Suicídio: a morte como solução

Fonte: Agência USP (Antonio Carlos Quinto)

Em algum momento da vida, o pensamento suicida já passou pela cabeça de diversas pessoas. Segundo uma pesquisa do Instituto de Psiquiatria do Hospital das Clínicas da Faculdade de Medicina da USP, que avaliou 1.464 pessoas da população em geral, cerca de 3% delas já tentou o suicídio. “O diferencial de nosso estudo é que realizamos uma análise multivariável, ou seja, cruzamos ao mesmo tempo vários dados como gênero, idade, status marital, escolaridade e a depressão, distimia e uso de álcool e drogas, diferentemente de outras pesquisas sobre o tema”, explica o médico psiquiatra Bruno Mendonça Coêlho, autor do estudo.

Esta análise multivariável permite uma investigação mais refinada dos comportamentos suicidas. Na maioria dos estudos, o suicídio é analisado cruzando apenas duas variáveis por vez, como por exemplo, o risco em relação ao sexo ou em relação a doenças psiquiátricas. Com o cruzamento de diversos dados ao mesmo tempo, o médico pôde constatar que a depressão, e principalmente a distimia, associada ao abuso ou dependência do álcool, aumenta a ocorrência de idéias, planos e tentativas de suicídio. “A distimia é um tipo de transtorno depressivo que é visto em geral como mais leve, porém por ter maior duração e melhorar menos com o tratamento, seu impacto na vida da pessoa é grande”, descreve o médico, lembrando que “cerca de 90% dos suicídios estão relacionados a doenças psiquiátricas”.

Mulheres mais suscetíveis
Segundo Coêlho, as pessoas envolvidas no estudo foram selecionadas na área de captação do HC. Elas não estavam necessariamente em tratamento no IPq e foram entrevistadas em suas próprias casas.

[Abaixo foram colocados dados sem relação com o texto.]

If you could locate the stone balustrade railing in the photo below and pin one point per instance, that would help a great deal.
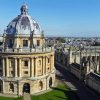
(26, 50)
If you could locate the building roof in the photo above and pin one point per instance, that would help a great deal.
(23, 24)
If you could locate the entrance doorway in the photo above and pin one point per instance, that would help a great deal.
(26, 88)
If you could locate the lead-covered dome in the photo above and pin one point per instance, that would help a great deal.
(23, 24)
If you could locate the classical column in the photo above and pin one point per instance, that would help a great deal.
(15, 67)
(3, 84)
(52, 66)
(3, 67)
(35, 65)
(50, 62)
(7, 67)
(45, 64)
(31, 67)
(20, 71)
(42, 66)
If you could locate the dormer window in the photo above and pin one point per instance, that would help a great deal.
(25, 43)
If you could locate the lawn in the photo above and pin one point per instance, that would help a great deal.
(9, 98)
(61, 92)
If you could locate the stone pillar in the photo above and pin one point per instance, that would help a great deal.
(45, 64)
(7, 67)
(52, 62)
(42, 65)
(15, 67)
(3, 67)
(3, 86)
(20, 71)
(35, 67)
(32, 67)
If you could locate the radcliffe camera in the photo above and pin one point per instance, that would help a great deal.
(50, 50)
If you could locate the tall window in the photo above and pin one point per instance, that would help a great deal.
(48, 60)
(25, 43)
(26, 63)
(0, 61)
(11, 87)
(10, 43)
(39, 62)
(38, 42)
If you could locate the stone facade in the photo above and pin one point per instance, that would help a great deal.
(26, 64)
(79, 61)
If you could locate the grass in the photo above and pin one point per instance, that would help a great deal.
(10, 98)
(61, 92)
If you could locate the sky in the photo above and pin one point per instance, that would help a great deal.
(57, 17)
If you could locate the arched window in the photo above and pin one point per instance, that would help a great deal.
(1, 86)
(50, 82)
(40, 85)
(11, 87)
(48, 60)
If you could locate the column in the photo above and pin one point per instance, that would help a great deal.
(50, 63)
(15, 67)
(32, 67)
(35, 67)
(3, 67)
(52, 67)
(3, 84)
(7, 67)
(20, 71)
(43, 65)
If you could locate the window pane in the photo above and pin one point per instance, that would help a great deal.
(25, 43)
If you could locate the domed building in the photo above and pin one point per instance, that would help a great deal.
(26, 63)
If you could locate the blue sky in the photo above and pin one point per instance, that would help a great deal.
(57, 17)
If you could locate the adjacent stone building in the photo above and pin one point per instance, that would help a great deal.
(26, 63)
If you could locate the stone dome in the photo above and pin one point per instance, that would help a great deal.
(23, 24)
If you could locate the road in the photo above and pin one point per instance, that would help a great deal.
(83, 92)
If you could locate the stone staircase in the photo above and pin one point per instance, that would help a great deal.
(26, 96)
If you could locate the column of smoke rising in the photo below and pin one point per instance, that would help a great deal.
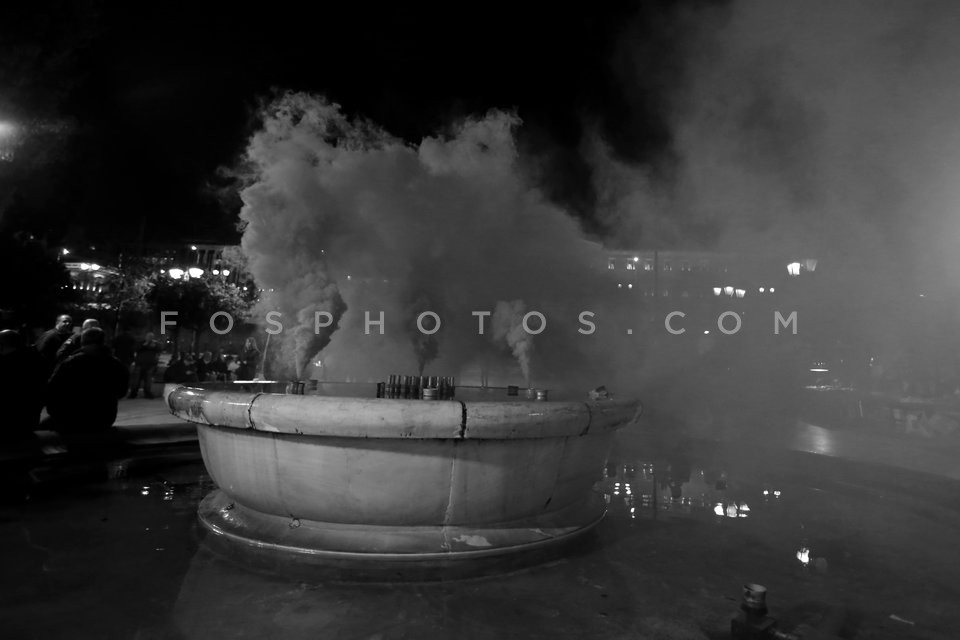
(506, 325)
(426, 347)
(385, 224)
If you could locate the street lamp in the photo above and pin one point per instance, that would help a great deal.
(8, 140)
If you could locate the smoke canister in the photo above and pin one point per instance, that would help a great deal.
(755, 599)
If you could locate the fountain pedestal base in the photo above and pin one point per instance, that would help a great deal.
(382, 552)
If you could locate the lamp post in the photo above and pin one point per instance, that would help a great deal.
(8, 140)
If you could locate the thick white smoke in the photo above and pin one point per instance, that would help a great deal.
(341, 215)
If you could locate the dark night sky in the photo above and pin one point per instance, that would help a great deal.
(159, 96)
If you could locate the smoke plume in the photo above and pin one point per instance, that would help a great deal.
(344, 218)
(507, 326)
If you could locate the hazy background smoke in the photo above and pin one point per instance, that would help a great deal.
(813, 129)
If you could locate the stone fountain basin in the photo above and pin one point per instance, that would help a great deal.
(348, 475)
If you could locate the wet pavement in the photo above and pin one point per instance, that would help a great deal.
(857, 550)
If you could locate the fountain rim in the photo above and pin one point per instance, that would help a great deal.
(351, 417)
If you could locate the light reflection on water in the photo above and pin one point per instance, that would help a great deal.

Os dados foram coletados numa ampla pesquisa, realizada em 2002, pela doutora Laura Andrade, uma das autoras do trabalho atual.

Uma das constatações do estudo é que as mulheres tentam o suicídio quase três vezes mais em relação aos homens. “Entre os entrevistados, 16,5% já tiveram depressão em algum momento da vida. Em relação aos transtornos pelo uso de álcool e drogas, excluindo o tabaco, os percentuais chegam a 5,5% e 1,1%, respectivamente”, detalha o médico. A constatação permitiu a Coêlho avaliar que a depressão esteve presente em mais pessoas e, por isso, acaba tendo um peso populacional maior em relação aos comportamentos suicidas. “Se dividirmos por gênero, 14,6% dos homens e 20,7% das mulheres já tiveram depressão em algum momento da vida”, lembra o médico.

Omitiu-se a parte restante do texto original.